The Environment Ministry yesterday warned that it will crack down and take legal action against those who illegally log or grab land in areas which are protected or designated for investment projects.
A ministry statement yesterday said that the illegal clearing of land for sale and settlement continue in protected areas despite efforts to curb such activities.
It noted that these illegal activities are mostly taking place in Preah Sihanouk province’s Ream National Park, Preah Monivong National Park, Kirirom National Park, the Lumphat Wildlife Sanctuary and the Sre Pok Wildlife Sanctuary.

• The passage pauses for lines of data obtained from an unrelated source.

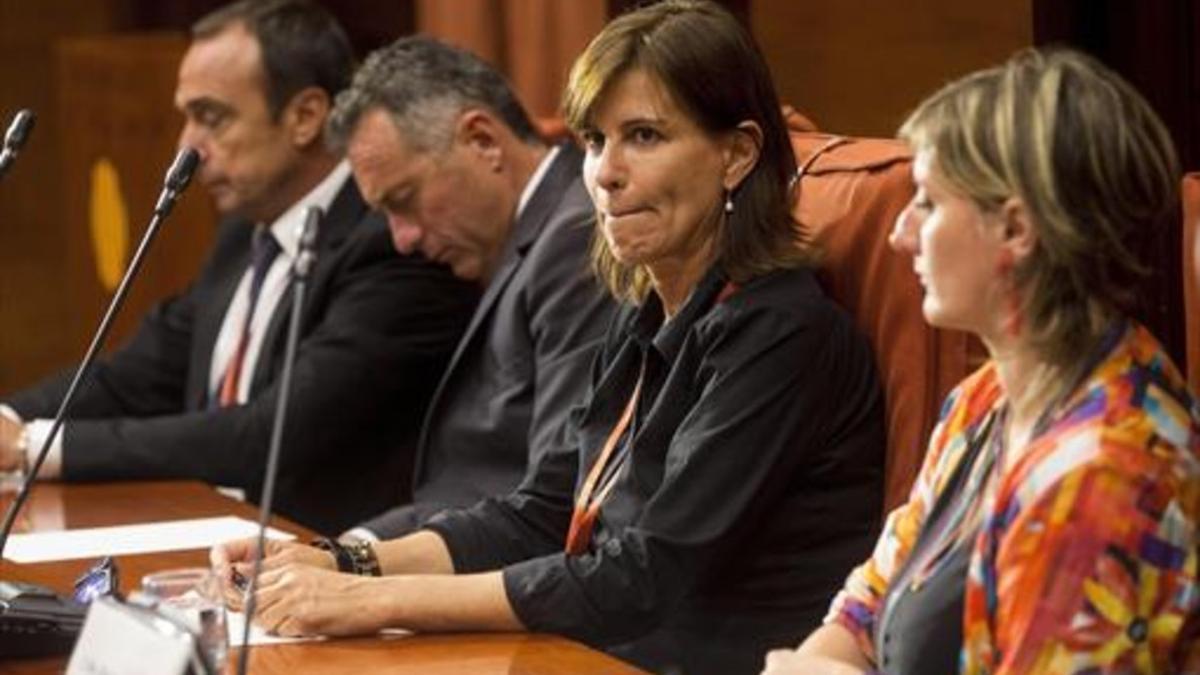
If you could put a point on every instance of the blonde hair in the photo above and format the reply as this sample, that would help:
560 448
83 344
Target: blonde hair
1090 160
711 67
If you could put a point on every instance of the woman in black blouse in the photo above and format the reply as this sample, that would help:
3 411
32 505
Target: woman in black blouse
726 467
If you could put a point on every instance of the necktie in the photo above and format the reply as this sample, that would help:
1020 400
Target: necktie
263 250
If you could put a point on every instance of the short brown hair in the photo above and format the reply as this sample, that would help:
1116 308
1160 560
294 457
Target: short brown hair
301 45
1091 161
712 69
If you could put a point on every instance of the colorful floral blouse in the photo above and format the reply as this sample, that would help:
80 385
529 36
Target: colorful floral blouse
1086 560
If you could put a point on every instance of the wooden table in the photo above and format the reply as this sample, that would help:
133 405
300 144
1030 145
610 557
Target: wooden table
57 507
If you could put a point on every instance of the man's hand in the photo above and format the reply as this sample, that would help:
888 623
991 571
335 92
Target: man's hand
298 599
12 457
234 562
790 662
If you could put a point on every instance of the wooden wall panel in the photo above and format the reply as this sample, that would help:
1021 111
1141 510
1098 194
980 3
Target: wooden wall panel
858 66
115 95
37 322
49 296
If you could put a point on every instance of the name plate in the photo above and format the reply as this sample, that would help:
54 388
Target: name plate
127 639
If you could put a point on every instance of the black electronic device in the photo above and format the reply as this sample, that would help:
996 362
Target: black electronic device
15 138
36 621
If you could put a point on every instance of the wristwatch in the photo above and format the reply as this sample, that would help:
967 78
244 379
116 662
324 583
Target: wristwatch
358 557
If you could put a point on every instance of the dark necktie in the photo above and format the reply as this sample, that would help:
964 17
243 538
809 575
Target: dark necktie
263 250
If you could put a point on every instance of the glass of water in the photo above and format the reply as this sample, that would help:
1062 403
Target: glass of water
192 596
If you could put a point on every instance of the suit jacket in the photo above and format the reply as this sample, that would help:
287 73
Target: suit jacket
523 360
377 330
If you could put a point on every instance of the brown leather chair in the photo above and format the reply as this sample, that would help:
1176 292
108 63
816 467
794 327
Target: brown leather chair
847 196
1191 192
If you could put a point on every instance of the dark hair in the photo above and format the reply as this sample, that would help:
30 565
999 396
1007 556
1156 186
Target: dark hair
425 84
712 69
301 45
1090 160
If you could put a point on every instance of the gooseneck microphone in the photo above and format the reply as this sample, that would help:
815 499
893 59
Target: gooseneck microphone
178 177
35 621
306 258
15 138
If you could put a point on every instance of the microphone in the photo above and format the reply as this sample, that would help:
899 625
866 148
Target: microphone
27 623
178 177
15 138
306 258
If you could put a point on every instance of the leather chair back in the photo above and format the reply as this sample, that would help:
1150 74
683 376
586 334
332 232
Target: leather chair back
847 196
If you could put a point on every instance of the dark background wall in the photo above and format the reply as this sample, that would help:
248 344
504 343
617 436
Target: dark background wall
100 75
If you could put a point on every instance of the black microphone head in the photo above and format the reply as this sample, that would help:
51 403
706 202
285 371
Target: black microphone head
181 169
18 130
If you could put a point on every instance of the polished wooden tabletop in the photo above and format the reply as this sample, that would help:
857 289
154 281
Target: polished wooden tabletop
59 507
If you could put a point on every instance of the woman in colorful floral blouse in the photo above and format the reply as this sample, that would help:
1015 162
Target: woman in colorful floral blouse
1053 527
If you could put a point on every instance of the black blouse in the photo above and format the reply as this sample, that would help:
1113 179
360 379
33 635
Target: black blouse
755 483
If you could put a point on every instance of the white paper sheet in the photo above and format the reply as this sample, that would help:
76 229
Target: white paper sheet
125 539
235 621
258 637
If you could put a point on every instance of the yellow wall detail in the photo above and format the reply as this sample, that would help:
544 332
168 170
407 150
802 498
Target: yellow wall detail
109 223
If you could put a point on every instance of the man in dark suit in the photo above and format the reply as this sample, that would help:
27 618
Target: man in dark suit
193 393
438 142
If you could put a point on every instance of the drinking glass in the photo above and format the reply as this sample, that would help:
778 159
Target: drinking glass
192 596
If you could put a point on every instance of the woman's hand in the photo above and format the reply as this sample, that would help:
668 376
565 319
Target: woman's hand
234 562
791 662
301 599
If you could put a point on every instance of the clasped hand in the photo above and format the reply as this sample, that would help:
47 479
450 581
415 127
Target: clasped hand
300 591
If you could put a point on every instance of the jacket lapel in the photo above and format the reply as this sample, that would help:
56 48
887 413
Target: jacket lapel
343 215
211 304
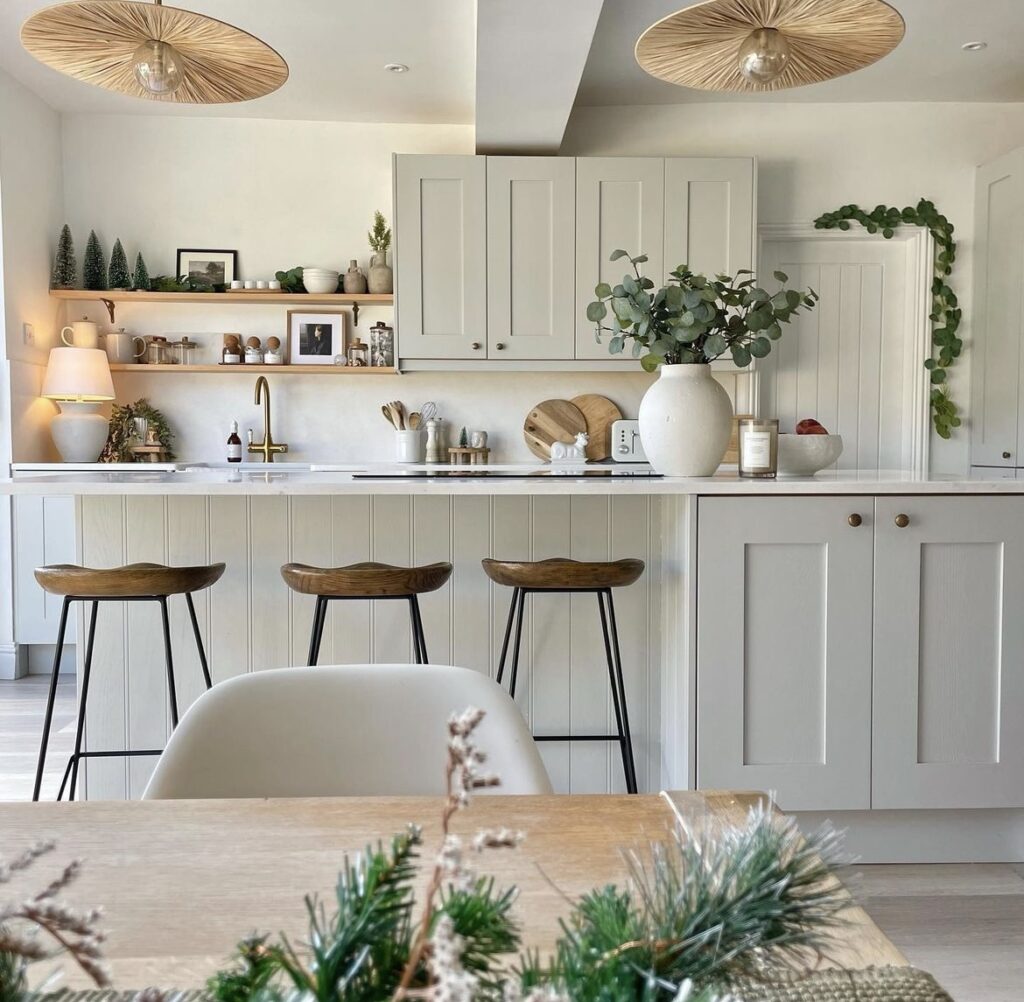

The ministry statement said that there are individuals who use forged ownership documents to clear and use land which has been designated as protected sites or earmarked for use by companies which have permission from the government to develop the area.
“Stop all illegal activities including clearing, burning, encroaching and grabbing forest land,” the statement warned. “Using state land illegally to plant crops or build homes is also strictly prohibited.”
Chea Sam Ang, director-general of natural resources preservation and a ministry spokesman, yesterday declined to comment further.
Yesterday’s statement also said that the ministry will cooperate with other ministries, institutions and sub-national administrations to take strict measures to prevent land thefts and educate the public to respect laws over protected state land.
Preah Sihanouk Governor Yun Min said that encroachment and land grabs in Ream National Park are taking place because high land prices are driving some locals and outsiders to invest.
“There are also some cases where some people clash with each other to grab state or privately-owned land,” he said. “These include outsiders from provinces such as Prey Veng, Kampot and Koh Kong, and the authorities are trying very hard to stop them.”
Mr Min noted that provincial authorities will no longer take a soft approach by letting land grabbers off with a warning and will instead take them straight to court.